I think having sex or masturbating could pass these two tests. The third condition is that the act
explicitly depicts or describes patently offensive representations or
descriptions of... [sex, masturbation, or excretion]
The prohibition is more narrow:
A person is guilty of lewd conduct if he or she intentionally performs
any lewd act in a public place or under circumstances where such act
is likely to be observed by any member of the public.
If lewd conduct were completely illegal, you could not excrete or have sex withing the city limits. Now we have to turn to the definition of "public place":
an area generally visible to public view, and includes streets,
sidewalks, bridges, alleys, plazas, parks, driveways, parking lots,
automobiles (whether moving or not), buildings open to the general
public, including those which serve food or drink or provide
entertainment and the doorways and entrances to buildings or dwellings
and the grounds enclosing them, and businesses contained in structures
which can serve customers who remain in their vehicles, by means of a
Focusing not on the probable intent but on the words, it is primarily defined as "an area generally visible to public view". Your house qua building is probably generally visible to public view, as is a public toilet or hotel. The inside of your bedroom is probably not generally visible to public view, nor is the inside of a toilet stall. While the building is probably a public place, a closed stall within the building does not meet the definition (nor does a hotel room). It might however qualify under the clause "or under circumstances where such act is likely to be observed by any member of the public". The statute does not give a definition of "observe", but under ordinary language interpretation, observation may be seeing or hearing. Silent sex, masturbation or defecation might not qualify as being public.

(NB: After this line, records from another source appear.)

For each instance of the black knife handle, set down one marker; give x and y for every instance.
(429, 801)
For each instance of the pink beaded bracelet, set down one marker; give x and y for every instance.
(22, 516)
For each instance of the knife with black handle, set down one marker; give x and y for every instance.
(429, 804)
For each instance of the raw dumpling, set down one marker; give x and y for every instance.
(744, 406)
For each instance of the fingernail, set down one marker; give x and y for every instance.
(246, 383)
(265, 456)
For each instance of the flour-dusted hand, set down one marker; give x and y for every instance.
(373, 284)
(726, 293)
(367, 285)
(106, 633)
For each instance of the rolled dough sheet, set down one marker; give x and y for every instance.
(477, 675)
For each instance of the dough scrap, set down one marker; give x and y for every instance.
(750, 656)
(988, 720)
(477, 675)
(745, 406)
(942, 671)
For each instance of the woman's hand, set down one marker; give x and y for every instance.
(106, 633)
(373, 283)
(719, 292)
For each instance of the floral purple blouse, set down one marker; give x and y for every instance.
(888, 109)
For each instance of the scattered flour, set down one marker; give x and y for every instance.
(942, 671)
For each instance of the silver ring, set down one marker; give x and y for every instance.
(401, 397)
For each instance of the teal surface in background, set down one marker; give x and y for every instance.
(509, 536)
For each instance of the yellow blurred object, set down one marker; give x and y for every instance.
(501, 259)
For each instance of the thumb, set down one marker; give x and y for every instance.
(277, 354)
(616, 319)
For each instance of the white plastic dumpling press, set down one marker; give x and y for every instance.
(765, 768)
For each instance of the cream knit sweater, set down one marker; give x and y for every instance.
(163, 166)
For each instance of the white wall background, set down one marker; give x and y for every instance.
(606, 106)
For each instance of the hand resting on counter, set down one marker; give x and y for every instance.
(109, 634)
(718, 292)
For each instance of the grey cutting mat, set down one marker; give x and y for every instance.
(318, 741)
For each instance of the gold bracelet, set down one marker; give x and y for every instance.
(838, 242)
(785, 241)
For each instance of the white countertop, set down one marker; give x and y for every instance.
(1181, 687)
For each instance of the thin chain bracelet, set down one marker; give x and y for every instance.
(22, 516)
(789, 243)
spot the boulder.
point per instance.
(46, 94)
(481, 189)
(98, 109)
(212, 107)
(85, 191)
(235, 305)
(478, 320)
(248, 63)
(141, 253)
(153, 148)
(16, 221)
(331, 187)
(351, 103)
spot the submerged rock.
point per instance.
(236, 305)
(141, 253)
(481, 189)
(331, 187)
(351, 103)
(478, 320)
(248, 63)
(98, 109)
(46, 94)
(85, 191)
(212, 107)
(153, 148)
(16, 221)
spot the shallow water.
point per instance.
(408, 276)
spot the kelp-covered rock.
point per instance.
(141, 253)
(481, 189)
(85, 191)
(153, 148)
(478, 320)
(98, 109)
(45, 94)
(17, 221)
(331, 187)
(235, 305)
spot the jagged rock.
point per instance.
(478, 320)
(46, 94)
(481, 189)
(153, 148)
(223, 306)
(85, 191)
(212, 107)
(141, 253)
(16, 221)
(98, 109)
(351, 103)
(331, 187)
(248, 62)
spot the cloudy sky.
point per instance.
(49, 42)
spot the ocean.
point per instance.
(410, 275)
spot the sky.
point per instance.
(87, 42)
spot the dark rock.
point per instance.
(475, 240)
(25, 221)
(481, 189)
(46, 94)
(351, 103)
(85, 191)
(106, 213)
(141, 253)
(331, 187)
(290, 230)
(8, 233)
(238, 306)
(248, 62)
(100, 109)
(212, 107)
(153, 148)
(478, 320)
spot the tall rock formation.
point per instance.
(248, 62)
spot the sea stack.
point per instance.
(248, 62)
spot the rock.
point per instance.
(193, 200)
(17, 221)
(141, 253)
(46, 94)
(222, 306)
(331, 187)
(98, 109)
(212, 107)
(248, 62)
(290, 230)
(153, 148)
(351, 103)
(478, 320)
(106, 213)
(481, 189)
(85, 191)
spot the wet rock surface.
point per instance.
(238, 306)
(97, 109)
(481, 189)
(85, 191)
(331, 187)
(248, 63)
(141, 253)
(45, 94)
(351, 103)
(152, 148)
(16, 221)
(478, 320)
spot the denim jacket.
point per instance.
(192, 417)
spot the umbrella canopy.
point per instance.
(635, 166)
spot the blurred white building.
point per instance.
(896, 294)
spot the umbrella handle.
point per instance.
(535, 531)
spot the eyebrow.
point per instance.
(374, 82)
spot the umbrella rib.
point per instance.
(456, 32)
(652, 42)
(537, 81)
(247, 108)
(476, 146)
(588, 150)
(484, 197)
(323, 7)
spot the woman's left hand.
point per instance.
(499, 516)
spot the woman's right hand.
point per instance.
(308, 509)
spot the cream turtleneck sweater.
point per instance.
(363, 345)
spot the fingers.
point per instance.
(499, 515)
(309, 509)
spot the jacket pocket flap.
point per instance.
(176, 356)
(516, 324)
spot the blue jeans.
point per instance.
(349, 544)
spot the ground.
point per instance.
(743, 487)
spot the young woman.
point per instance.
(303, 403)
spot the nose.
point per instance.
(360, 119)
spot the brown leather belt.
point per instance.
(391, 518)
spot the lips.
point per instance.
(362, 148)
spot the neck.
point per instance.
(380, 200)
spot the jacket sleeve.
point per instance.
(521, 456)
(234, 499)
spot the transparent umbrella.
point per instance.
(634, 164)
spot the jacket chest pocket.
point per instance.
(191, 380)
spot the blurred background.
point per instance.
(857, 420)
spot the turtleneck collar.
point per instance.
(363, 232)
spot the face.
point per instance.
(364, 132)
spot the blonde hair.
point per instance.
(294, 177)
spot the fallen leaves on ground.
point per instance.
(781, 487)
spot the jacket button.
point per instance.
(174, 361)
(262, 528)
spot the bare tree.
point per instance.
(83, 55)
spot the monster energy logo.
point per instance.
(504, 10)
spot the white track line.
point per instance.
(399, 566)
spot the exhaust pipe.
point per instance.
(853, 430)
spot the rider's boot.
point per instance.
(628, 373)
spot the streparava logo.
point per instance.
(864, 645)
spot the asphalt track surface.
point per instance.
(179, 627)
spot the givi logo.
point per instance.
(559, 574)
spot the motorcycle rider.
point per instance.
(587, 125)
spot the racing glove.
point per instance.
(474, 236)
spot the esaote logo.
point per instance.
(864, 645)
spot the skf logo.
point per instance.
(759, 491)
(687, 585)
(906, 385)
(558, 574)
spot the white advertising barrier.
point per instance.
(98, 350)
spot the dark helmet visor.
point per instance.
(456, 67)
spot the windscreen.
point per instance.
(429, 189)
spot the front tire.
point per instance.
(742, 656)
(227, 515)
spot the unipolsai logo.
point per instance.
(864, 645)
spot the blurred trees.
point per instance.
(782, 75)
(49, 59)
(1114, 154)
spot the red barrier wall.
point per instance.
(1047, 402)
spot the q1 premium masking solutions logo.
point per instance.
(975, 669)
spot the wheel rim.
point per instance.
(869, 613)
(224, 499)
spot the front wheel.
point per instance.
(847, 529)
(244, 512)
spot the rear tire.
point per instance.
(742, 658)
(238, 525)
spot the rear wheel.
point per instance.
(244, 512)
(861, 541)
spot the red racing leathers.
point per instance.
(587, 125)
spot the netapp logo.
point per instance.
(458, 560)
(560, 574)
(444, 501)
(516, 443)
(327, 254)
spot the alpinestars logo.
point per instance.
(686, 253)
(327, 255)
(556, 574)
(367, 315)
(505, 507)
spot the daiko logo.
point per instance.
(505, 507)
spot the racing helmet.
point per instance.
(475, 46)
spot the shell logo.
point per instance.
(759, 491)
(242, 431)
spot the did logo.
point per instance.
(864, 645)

Obviously, excretion in a stall of a public bathroom cannot be a lewd act, presumably because the average person does not generally consider ordinary excretion as appealing to the prurient interest: but there could be contexts where it does.
Another avenue for prosecution is the Indecent Exposure state law which is when one
intentionally makes any open and obscene exposure of his or her person
or the person of another knowing that such conduct is likely to cause
reasonable affront or alarm.
It is totally non-obvious that sex or masturbation in a toilet stall is "open". There is a slippery slope regarding quiet sex or masturbation w.r.t. knowing that the conduct is likely to cause reasonable affront or alarm.
Because the contexts where sex and masturbation are not clearly spelled out by statutory law, the matter would depend on how courts had interpreted previous cases. There have been arrests in Washington of people having bathroom sex, but I don't know if anyone has ever or recently-enough been convicted for having quiet sex out of view in a toilet stall, or similar place. There is a potentially applicable case, Seattle v. Johnson, 58 Wn. App. 64, which seems to involve public sex, and the conviction was overturned because the complaint was defective, in not including the element "that the defendant must know 'that such conduct is likely to cause reasonable affront or alarm'". It is not clear from the appeal what the act actually was – it probably was for public nudity. There is also an decision by the state appeal court division 3 (not publicly available) in Spokane v. Ismail which, in connection with a charge of public urination declares that "A toilet stall is not a public place. The center of Riverfront Park during the lunch hour is a public place", in connection with an ordinance just like the Everett one against public lewd acts.